3. Actual death is not hidden away in pre-modern societies. Children grow up seeing people die, yet also have the direct experience that life goes on. As this is reinforced in the integration of religious narratives and rituals in everyday life (tending to ancestors, etc.) it is very natural to maintain the worldview of life continuing on in some form after death. Modern societies do keep actual death hidden and out of sight for the most part–exchanging it for the highly stylized depictions of death of the mass media. This is clearly an aspect of the manifestation of death anxiety in modern society. Up-close and personal exposure to actual death are replaced by depictions of stylized, unreal death. And unreal death easily translates as “death is unreal.”  But unconsciously the anxiety persists.

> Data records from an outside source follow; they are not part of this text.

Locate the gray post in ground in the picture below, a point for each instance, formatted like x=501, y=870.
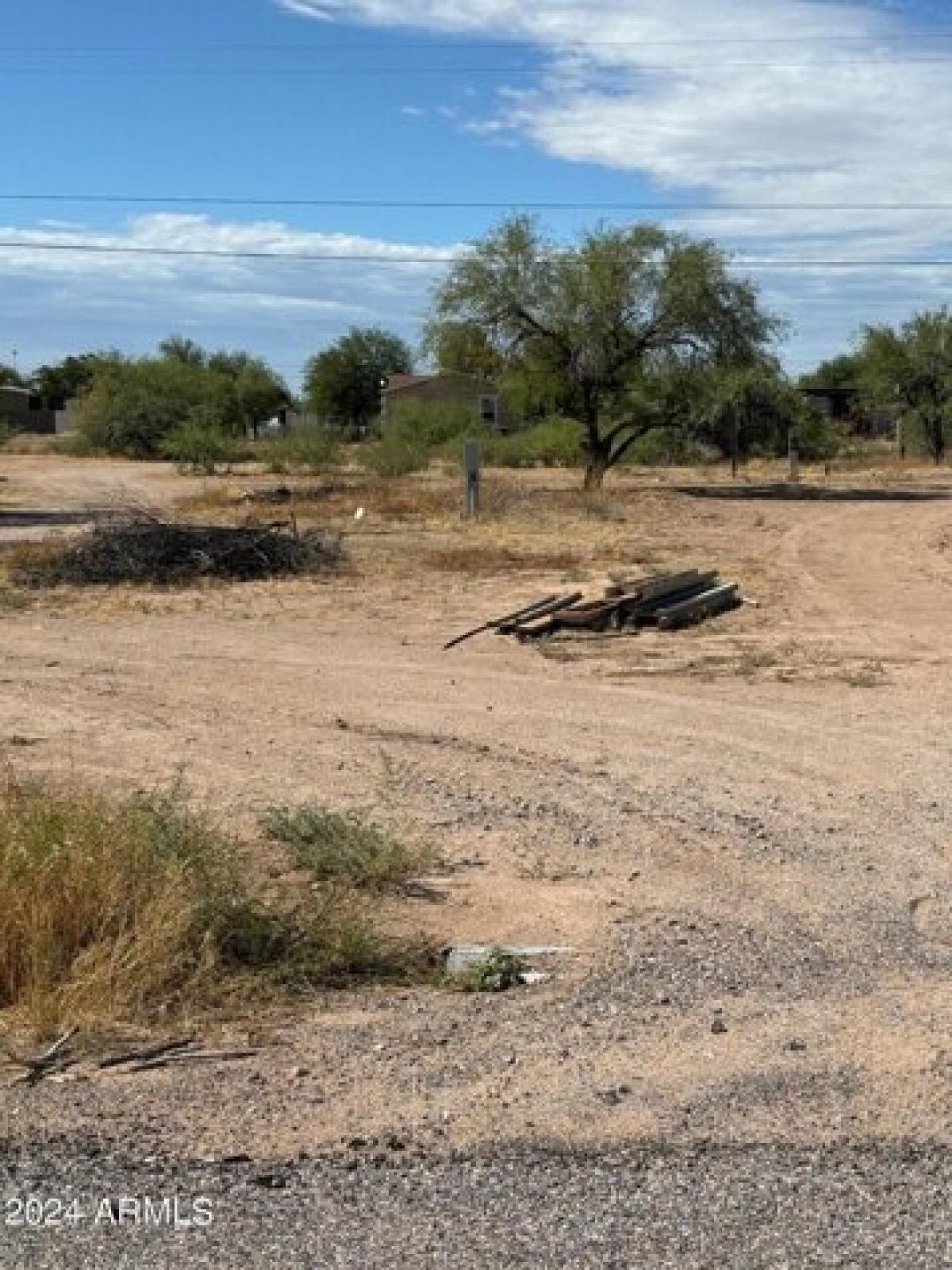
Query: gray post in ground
x=471, y=468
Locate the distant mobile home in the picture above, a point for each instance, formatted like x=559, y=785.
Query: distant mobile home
x=447, y=387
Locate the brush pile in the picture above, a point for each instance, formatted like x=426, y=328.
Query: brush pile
x=149, y=550
x=666, y=601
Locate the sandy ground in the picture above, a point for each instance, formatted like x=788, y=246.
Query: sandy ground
x=742, y=832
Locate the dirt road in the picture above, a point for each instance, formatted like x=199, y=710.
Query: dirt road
x=743, y=833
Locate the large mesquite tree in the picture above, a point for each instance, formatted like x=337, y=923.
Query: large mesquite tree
x=911, y=370
x=619, y=306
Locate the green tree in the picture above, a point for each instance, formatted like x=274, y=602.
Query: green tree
x=463, y=347
x=131, y=406
x=254, y=391
x=620, y=306
x=181, y=348
x=754, y=408
x=69, y=379
x=344, y=381
x=911, y=368
x=838, y=372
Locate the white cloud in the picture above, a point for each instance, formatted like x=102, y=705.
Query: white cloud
x=285, y=309
x=816, y=102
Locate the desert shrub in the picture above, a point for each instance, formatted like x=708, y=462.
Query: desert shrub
x=117, y=908
x=554, y=442
x=660, y=448
x=416, y=431
x=397, y=456
x=346, y=848
x=306, y=450
x=132, y=406
x=146, y=550
x=200, y=446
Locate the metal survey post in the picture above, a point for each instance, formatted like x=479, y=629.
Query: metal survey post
x=473, y=463
x=793, y=456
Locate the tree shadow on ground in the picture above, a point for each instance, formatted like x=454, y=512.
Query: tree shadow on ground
x=790, y=492
x=29, y=518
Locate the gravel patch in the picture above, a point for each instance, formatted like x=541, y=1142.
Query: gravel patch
x=649, y=1208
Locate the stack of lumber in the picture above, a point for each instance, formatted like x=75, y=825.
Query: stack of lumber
x=666, y=601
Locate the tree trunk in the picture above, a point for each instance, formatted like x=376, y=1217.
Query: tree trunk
x=596, y=471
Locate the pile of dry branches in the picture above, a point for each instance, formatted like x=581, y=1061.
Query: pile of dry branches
x=140, y=548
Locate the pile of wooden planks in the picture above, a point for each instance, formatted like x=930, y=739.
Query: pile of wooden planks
x=666, y=601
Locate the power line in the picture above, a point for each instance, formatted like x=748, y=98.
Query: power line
x=460, y=205
x=549, y=67
x=924, y=36
x=366, y=258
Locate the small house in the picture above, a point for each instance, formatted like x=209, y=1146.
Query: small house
x=25, y=410
x=480, y=395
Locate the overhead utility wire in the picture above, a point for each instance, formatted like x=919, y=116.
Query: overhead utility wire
x=366, y=258
x=922, y=36
x=550, y=67
x=463, y=205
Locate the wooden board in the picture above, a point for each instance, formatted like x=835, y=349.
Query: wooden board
x=706, y=605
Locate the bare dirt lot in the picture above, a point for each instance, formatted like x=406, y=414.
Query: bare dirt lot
x=742, y=831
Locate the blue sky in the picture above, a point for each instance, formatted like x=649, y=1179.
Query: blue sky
x=704, y=103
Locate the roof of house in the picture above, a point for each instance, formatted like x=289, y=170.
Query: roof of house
x=400, y=383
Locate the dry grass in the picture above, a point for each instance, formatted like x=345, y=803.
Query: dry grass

There is more that can be said, and I will come back to this in future blogs. For the time being, let me just conclude that this is not to say that people in pre-modern societies did not face death anxiety; only that the cultural buffers against its debilitating potential are relatively strong compared to modern societies. Modern societies can almost be described and characterized by their systematic, point-for-point undermining of the pre-modern cultural buffers against death anxiety-cultural– diversity (making particular transcendence narrative less plausible); high, even exaggerated, individuation (placing all of the burden of existence on the individual rather than the group); and increased reliance on professional expertise, which has the rather direct side effect of hiding the dying and dead away from children as they grow up (even the deaths of their pets and animals) and thus increasing its anxiety-provoking potential.

Therefore, if people in pre-modern societies experience less naked death anxiety than people of modern, technological societies, it is not because the people themselves were of a different makeup or psychology. It is because the cultural buffers of pre-modern societies work more efficiently, and pre-modern people are not subjected to the same challenges to their worldviews as are inherent to a modern cultural milieu.